Amazon vince: ingiunzione temporanea contro il browser Comet di Perplexity
Un tribunale federale ha concesso ad Amazon un'ingiunzione temporanea contro Perplexity, bloccando l'uso dell'AI del browser Comet per effettuare acquisti sul marketplace. Amazon sostiene che i bot violano i termini di servizio, mentre Perplexity difende il diritto degli utenti di scegliere liberamente strumenti di intelligenza artificiale
di Francesco Messina pubblicata il 11 Marzo 2026, alle 10:11 nel canale WebPerplexityAmazon
La battaglia legale tra Amazon e Perplexity AI ha registrato un importante sviluppo. Un tribunale federale di San Francisco ha infatti concesso ad Amazon un'ingiunzione temporanea che obbliga Perplexity a interrompere l'uso dell'agente di intelligenza artificiale integrato nel browser Comet per effettuare acquisti sul marketplace dell'azienda.
La decisione è stata presa dal giudice distrettuale Maxine Chesney, che ha stabilito che Amazon ha presentato prove sufficienti per dimostrare che l'AI di Perplexity accedeva agli account degli utenti sulla piattaforma senza un'autorizzazione diretta da parte della società. Secondo il tribunale, il sistema del browser Comet riusciva ad accedere ad aree protette da password degli account Amazon grazie al consenso degli utenti, ma senza l'approvazione formale del marketplace stesso.
L'ingiunzione preliminare impone ora a Perplexity di interrompere l'accesso a qualsiasi sezione protetta del sistema Amazon. Inoltre, la società dovrà distruggere eventuali copie dei dati ottenuti dal servizio durante l'utilizzo del suo agente AI. Tuttavia, la decisione non è definitiva: Perplexity ha a disposizione una settimana per presentare appello contro l'ordinanza.

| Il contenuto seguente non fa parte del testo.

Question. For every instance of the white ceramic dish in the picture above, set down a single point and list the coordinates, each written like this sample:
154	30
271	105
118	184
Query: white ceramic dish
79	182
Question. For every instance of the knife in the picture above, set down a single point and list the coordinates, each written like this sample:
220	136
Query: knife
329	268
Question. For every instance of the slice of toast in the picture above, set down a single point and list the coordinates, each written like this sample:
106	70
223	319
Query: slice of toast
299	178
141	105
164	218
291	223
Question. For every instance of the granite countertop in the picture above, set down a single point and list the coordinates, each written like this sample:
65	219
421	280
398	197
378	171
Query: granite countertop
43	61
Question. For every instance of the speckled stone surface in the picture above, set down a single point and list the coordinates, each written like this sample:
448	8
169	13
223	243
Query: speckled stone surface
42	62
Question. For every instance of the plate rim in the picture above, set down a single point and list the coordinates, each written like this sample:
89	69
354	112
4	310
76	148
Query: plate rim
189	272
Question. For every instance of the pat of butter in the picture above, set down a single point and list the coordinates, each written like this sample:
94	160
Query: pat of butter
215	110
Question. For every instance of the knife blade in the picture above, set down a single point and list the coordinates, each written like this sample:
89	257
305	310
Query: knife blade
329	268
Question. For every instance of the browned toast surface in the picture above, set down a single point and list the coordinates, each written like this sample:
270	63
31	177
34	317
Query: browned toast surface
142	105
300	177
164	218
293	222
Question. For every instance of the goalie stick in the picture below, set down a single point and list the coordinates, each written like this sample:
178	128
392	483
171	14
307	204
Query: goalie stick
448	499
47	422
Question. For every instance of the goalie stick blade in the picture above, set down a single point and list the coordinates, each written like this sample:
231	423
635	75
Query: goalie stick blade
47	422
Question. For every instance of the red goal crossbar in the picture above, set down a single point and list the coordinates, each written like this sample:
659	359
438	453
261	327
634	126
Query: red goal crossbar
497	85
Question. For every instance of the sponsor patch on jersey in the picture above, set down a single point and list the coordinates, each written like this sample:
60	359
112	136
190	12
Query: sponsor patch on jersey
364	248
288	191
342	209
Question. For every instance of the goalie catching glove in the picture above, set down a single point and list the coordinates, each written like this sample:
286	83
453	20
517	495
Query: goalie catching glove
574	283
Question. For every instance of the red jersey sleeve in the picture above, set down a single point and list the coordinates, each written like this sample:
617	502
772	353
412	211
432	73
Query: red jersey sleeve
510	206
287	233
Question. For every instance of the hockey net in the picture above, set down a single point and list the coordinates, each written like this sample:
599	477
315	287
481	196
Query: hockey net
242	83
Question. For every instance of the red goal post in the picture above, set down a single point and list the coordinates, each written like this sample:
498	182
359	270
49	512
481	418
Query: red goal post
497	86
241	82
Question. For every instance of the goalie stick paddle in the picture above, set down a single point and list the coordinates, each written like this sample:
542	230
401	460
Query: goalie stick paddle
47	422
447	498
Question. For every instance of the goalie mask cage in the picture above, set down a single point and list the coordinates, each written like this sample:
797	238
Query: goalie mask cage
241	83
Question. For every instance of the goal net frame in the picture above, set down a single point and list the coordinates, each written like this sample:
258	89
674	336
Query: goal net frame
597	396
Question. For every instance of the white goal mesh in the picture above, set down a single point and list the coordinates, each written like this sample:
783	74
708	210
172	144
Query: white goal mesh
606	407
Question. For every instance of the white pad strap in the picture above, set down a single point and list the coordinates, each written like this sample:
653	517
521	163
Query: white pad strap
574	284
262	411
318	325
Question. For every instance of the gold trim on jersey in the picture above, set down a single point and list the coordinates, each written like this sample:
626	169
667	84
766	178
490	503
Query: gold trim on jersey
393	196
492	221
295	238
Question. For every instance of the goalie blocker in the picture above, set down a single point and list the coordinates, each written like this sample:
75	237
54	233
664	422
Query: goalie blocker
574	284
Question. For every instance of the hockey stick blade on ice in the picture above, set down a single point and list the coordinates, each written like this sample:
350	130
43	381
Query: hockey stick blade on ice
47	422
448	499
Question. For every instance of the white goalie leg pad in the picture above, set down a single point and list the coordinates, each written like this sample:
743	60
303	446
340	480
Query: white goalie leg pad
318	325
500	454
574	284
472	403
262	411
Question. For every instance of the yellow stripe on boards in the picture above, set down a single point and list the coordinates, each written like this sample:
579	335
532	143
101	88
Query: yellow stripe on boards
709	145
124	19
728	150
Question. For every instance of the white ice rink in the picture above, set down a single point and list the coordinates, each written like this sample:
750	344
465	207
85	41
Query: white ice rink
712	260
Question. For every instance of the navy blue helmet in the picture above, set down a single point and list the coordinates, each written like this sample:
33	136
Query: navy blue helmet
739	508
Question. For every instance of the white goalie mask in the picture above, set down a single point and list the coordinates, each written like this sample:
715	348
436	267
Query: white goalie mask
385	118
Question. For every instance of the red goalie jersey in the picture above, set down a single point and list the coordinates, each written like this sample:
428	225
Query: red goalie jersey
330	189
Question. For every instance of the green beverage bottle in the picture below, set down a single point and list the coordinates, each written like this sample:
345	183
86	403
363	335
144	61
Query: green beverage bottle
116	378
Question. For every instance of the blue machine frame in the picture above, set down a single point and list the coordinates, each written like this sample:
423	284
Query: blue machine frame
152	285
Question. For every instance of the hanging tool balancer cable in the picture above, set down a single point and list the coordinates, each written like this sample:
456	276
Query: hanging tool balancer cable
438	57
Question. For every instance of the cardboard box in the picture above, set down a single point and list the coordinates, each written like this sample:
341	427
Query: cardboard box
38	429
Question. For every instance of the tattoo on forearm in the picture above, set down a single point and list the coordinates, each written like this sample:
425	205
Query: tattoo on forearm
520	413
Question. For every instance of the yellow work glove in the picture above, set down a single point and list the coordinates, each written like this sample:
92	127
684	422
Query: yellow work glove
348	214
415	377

Ulteriori dettagli sul conflitto fra Amazon e Perplexity
Il conflitto tra le due aziende riguarda l'uso dei cosiddetti "AI shopping bot", strumenti che permettono agli utenti di delegare a un assistente intelligente la ricerca e l'acquisto di prodotti online. In questo caso, l'agente integrato nel browser Comet era progettato per effettuare automaticamente operazioni come la selezione dei prodotti e il completamento degli acquisti sul marketplace di Amazon.
Amazon sostiene che questo tipo di accesso viola i termini di servizio della piattaforma. L'azienda aveva già inviato una lettera di cease-and-desist a Perplexity nel novembre precedente, chiedendo di interrompere l'utilizzo dei bot per effettuare acquisti automatici sul sito. Un portavoce di Amazon ha dichiarato che l'ingiunzione rappresenta un passo importante per garantire un'esperienza di acquisto sicura e affidabile per i clienti.
L'azienda ritiene infatti che l'uso di bot automatizzati possa compromettere la sicurezza del sistema e delle informazioni degli utenti. Perplexity, invece, ha difeso la propria posizione sostenendo che gli utenti dovrebbero avere la libertà di scegliere quale intelligenza artificiale utilizzare per navigare e interagire con internet. La disputa legale tra le due aziende è quindi ancora in corso.